Bediüzzaman, eserlerinde Âl-i Beyt'in mânevî şahsiyetinin mümessili hasebiyle, Hz. Ali'ye çok ehemmiyet verir. Bunun en önemli sebebi, İslâm tarihinden bu yana Al-i Beyt tarafından yerine getirilmiş olan Kur'ân ve İslâm'a hizmet metodu ve misyonunun Risâle-i Nur talebelerince tevarüs edilmiş olması ve bu mirasa sahip çıkılmasıdır.

Bediüzzaman, hem kendisi hem de Risâle-i Nur ve Risâle-i Nur talebeleri ile Hz. Ali, Hz. Hasan ve başta Şâh-ı Geylani olmak üzere Ehl-i Beyt arasında ciddi mânevî bir münasebet görür. Bu hususta Risâle-i Nur metinleri içinde telif edilmiş olan "Sekizinci Şuâ", "On Sekizinci Lem'a", "Yirmi Sekizinci Lem'a" ile Gavs-ı Azam'ın Kerâmet-i Gaybiyesi hakkındaki "Sekizinci Lem'a"da genişçe izahlar ve değerlendirmeler yapılmıştır.

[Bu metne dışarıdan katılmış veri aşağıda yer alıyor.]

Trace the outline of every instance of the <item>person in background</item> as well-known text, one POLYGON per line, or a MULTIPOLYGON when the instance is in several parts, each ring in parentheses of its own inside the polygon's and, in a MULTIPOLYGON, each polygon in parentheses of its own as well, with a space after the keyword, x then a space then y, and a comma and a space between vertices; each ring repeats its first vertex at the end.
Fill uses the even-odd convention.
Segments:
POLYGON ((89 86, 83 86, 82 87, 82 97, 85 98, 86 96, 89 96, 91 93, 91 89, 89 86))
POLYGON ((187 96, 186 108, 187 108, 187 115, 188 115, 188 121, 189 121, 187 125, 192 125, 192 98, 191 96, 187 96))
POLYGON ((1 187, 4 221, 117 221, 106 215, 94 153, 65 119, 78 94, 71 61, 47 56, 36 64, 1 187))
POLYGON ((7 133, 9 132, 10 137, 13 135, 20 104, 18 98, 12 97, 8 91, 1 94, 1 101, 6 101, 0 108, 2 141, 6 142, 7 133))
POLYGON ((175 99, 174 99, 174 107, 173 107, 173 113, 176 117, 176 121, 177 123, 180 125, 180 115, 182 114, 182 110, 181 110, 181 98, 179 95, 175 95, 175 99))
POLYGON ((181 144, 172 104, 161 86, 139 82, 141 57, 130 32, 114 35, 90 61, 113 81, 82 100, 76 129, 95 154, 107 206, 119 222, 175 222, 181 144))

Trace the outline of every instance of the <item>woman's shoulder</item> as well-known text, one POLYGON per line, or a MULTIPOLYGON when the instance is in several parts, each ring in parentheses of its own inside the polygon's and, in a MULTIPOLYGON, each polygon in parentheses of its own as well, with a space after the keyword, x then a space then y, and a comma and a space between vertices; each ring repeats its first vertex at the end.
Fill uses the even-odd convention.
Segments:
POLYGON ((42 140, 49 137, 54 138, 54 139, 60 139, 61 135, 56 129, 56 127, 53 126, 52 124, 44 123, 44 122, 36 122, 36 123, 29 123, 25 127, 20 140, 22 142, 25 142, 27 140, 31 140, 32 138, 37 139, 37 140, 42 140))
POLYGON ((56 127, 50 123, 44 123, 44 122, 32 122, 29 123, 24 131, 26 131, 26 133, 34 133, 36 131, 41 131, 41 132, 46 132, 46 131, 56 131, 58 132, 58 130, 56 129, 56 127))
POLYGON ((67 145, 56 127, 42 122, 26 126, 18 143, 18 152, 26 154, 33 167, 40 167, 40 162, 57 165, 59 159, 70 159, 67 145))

Bediüzzaman, kendisini Hz. Ali'nin mânevî bir evladı, Al-i Beyt'in bir ferdi olarak takdim eder. Kendi ifadesi ile: "Gerçi manen ben Hz. Ali'nin (r.a.) bir veled-i mânevîsi hükmünde, ondan hakikat dersini aldım. Ve Âl-i Muhammed Aleyhisselam'ın bir mânâda hakikî Nur şakirtlerine şamil olmasından ben de Âl-i Beyt'ten sayılırım."2 der. Nesep olarak da kendisinin hem Hasenî hem de Hüseynî olduğunu ifade ettiği bazı kaynaklarda yer almaktadır.3

Bediüzzaman'ın yukarıdaki mânâyı teyid eden başka bir ifadesi de şu şekildedir: Ben üveysi bir tarzda bir kısım hakikat ilmini Hüccetü'l-İslâm İmam-ı Gazali'den almışım. Şimdi anlıyorum ki, İmam-ı Gazali aynı dersi üveysi bir tarzda İmam-ı Ali'den almıştır. "Demek İmam-ı Ali'nin mühim bir şakirdi olan İmam-ı Gazali'nin (k.s) başı üstünde bu biçare talebesine şefkatkârane, tesellidarane, en sıkıntılı bir anda bakması, acib değil belki lazımdır."4

Bilindiği gibi, üveysilik, üveysi tarz v.b. ıstılahlar özellikle İslâm tasavvufunda Veysel Karani (r.a.) ile Peygamber Efendimiz arasında vicahen ve şifahen; yani yüz yüze olmayan, mânevî olarak tesis edilen bağlılık ve münasebete telmihen kullanılmaktadır. Veysel Karani nasıl ki, Hz. Peygamber'i görmeden onun dersini talim etmişse, Bediüzzaman da, Gavs-ı Azam (k.s), Zeynelabidin (r.a.), Hz. Hasan ve Hüseyin vasıtası ile Hz. Ali'nin dersini talim emiştir.5

İşte Bediüzzaman, kendisi ile Hz. Ali arasında da bu duruma benzer bir ilişki olduğunu ve dolayısıyla kendisi ve Nur Talebelerinin hizmet dairelerinin bu sayılan zatların hizmet daireleri ile aynı olduğunu beyan etmektedir. Keza Bediüzzaman, Emirdağ Lahikası isimli eserinde, Hz. Ali'nin, Risâle-i Nur'un üstadı ve kendisinin de hakaik-i imaniyede hususi üstadı olduğunu ve Risâle-i Nur'a Celcelutiye kasidesinde rumuzlu işaretiyle pek çok alakadarlık gösterdiğini beyan eder.6

Nur Külliyatı'nda, "Risâle-i Nur, Âl-i Beyt ve İmam-ı Ali'nin bir mânevî hediyesi ve eseri olarak" takdim edilir.7 Ayrıca " Nur Şakirtleri'nin üstadı İmam-ı Ali olduğu"8 ve "Nurun mesleğinde hubb-u Âl-i Beyt'in esas olduğu"9 beyan edilir.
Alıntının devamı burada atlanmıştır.